Chinese tech company Alibaba launched a new version of its Qwen 2.5 artificial intelligence model on Wednesday, claiming it surpassed the highly-regarded DeepSeek-V3.
The timing of the Qwen 2.5-Max’s release, coinciding with the first day of the Lunar New Year when most Chinese people are off work, reflects the pressure DeepSeek’s rapid rise in the past three weeks has placed on both international competitors and domestic companies.
“Qwen 2.5-Max outperforms almost across the board GPT-4, DeepSeek-V3, and Llama-3.1-405B,” Alibaba’s cloud unit stated in an statement on its official WeChat account, referring to the most advanced open-source AI models from OpenAI and Meta.
The January 10 release of DeepSeek’s AI assistant, powered by the DeepSeek-V3 model, followed by the January 20 launch of its R1 model, has stunned Silicon Valley and caused a sharp decline in tech shares.

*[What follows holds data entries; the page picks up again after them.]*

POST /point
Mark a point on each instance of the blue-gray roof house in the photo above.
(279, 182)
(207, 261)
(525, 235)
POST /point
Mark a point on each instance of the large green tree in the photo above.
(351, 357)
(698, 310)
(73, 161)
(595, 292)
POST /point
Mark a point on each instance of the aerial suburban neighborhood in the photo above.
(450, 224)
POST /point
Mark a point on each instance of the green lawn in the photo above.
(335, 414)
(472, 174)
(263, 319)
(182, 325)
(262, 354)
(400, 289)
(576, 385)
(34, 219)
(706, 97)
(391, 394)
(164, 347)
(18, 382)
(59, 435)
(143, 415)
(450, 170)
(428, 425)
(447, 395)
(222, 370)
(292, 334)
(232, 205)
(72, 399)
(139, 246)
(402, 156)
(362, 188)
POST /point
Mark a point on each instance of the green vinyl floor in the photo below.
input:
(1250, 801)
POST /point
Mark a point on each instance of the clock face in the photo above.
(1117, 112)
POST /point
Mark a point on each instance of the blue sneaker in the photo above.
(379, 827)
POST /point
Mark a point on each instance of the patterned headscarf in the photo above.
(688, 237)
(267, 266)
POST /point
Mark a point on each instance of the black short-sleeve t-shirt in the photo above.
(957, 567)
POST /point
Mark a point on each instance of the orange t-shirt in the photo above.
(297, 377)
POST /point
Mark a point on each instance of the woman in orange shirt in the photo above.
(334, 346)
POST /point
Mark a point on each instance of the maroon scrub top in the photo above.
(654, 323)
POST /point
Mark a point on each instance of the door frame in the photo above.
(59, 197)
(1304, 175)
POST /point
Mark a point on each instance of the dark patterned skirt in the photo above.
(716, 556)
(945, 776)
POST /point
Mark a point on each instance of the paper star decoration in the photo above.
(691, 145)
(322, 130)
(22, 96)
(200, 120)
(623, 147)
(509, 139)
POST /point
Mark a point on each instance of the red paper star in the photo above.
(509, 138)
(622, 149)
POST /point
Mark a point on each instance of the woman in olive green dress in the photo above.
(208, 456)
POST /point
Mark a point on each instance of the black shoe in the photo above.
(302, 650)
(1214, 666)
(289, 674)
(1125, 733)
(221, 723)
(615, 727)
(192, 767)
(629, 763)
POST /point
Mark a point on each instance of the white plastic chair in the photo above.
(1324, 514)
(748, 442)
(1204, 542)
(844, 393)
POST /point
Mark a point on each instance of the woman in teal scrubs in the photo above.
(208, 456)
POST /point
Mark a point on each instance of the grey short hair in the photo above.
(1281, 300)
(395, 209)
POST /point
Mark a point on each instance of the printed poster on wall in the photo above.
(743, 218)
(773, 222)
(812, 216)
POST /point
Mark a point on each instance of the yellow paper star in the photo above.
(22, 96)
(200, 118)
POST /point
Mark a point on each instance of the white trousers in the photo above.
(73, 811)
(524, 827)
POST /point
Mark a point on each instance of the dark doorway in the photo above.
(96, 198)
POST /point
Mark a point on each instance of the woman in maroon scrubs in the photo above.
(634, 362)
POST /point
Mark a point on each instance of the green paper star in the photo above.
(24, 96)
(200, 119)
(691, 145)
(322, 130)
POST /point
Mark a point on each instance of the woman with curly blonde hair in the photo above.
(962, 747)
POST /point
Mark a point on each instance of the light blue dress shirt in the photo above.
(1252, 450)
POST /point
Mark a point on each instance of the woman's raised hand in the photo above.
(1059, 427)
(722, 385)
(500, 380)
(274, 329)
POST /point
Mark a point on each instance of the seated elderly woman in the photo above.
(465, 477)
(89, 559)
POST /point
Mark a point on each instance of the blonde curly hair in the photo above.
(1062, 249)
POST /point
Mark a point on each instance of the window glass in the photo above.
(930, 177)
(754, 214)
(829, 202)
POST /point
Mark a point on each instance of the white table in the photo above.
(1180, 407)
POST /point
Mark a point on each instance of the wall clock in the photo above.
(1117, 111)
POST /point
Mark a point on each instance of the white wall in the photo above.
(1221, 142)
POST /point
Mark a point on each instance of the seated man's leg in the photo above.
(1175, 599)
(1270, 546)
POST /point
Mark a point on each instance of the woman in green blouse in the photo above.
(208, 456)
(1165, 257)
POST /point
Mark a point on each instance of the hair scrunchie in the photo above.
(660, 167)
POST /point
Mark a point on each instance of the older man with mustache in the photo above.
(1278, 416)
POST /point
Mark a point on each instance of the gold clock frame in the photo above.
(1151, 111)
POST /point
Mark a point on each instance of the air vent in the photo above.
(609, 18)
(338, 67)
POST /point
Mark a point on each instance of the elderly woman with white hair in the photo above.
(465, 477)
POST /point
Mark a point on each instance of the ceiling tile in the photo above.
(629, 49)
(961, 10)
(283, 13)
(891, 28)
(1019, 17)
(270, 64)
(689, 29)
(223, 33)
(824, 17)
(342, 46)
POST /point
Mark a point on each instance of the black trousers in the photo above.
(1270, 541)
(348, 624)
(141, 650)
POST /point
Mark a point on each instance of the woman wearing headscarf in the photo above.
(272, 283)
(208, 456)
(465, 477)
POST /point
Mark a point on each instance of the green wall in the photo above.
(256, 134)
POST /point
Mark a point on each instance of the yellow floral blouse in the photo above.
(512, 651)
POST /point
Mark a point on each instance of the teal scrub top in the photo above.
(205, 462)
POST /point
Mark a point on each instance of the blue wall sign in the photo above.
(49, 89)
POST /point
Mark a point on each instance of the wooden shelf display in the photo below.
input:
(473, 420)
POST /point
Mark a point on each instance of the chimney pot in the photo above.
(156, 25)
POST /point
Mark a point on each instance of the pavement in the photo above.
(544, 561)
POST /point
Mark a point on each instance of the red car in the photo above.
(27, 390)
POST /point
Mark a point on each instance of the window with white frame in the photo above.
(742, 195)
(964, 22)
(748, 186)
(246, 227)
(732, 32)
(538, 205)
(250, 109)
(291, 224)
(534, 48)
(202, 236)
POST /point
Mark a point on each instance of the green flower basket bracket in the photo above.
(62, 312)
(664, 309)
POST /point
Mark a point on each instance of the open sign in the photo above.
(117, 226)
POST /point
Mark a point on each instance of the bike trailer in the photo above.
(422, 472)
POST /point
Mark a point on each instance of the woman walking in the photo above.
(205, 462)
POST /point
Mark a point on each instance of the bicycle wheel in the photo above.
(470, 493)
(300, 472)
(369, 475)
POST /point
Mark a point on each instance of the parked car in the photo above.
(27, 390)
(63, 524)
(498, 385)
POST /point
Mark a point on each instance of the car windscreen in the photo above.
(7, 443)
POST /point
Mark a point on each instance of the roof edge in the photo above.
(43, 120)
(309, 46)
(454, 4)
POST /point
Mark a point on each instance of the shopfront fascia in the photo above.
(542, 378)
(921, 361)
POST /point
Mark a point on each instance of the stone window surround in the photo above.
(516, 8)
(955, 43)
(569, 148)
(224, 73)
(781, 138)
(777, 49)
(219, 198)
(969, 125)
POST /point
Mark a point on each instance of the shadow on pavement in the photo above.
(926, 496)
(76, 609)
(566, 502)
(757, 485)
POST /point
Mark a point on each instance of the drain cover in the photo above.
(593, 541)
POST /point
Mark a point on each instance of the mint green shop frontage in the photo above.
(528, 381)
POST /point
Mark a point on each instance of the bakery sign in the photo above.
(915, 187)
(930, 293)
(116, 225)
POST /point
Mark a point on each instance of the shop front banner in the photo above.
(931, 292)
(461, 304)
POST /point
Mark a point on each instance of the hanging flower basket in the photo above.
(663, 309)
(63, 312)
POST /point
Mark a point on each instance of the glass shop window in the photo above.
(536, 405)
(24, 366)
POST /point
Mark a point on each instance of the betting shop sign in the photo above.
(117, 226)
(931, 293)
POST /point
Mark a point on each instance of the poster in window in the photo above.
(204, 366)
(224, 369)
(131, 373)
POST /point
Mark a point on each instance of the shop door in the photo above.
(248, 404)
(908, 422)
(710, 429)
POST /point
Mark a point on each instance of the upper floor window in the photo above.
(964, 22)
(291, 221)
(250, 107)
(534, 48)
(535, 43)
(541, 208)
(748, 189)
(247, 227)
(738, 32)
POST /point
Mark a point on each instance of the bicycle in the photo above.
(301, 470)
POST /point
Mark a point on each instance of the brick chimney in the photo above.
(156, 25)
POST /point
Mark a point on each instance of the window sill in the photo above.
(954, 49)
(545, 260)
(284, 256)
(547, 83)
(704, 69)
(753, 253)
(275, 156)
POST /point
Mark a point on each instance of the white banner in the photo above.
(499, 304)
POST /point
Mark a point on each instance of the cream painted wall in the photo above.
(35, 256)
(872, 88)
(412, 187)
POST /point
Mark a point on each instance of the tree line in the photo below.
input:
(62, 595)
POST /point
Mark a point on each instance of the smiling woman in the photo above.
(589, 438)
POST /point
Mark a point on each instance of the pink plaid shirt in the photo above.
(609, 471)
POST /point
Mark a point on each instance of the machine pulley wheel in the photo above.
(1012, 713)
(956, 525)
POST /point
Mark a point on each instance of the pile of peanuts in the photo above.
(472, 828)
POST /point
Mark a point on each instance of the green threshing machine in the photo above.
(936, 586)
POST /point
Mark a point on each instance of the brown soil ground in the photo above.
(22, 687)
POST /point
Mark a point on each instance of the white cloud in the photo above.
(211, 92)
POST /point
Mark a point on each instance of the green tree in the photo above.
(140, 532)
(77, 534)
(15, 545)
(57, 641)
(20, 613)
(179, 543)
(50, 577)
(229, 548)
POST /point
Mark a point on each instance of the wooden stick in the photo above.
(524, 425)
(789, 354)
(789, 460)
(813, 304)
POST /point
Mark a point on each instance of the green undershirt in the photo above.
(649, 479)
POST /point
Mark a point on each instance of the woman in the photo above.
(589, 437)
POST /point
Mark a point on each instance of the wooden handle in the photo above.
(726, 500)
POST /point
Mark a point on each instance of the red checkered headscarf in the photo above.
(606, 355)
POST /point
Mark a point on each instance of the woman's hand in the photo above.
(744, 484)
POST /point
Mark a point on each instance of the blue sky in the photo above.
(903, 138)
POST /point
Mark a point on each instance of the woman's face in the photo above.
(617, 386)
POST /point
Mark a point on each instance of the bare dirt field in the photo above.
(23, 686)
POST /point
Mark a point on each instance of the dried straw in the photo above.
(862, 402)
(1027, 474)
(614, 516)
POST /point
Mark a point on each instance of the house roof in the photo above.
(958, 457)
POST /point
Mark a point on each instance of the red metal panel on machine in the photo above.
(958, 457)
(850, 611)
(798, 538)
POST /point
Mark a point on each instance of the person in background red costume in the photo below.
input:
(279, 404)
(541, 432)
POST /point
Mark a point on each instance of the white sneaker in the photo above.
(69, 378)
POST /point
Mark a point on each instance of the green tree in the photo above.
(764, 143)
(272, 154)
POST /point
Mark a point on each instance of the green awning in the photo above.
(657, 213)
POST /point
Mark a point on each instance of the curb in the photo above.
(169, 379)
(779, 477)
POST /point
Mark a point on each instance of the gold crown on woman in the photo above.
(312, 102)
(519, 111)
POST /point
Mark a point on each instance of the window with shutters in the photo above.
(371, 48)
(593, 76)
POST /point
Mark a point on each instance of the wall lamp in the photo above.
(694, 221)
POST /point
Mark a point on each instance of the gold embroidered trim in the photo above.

The Chinese startup’s reportedly low development and usage costs have raised concerns among investors about the massive spending plans of leading U.S. AI firms.
Meanwhile, DeepSeek’s success has triggered a rush among domestic competitors to upgrade their own AI models.
Two days after the release of DeepSeek-R1, TikTok owner ByteDance unveiled an update to its flagship AI model, claiming it outperformed Microsoft-backed OpenAI’s o1 in AIME, a benchmark test that evaluates how well AI models understand and respond to complex instructions.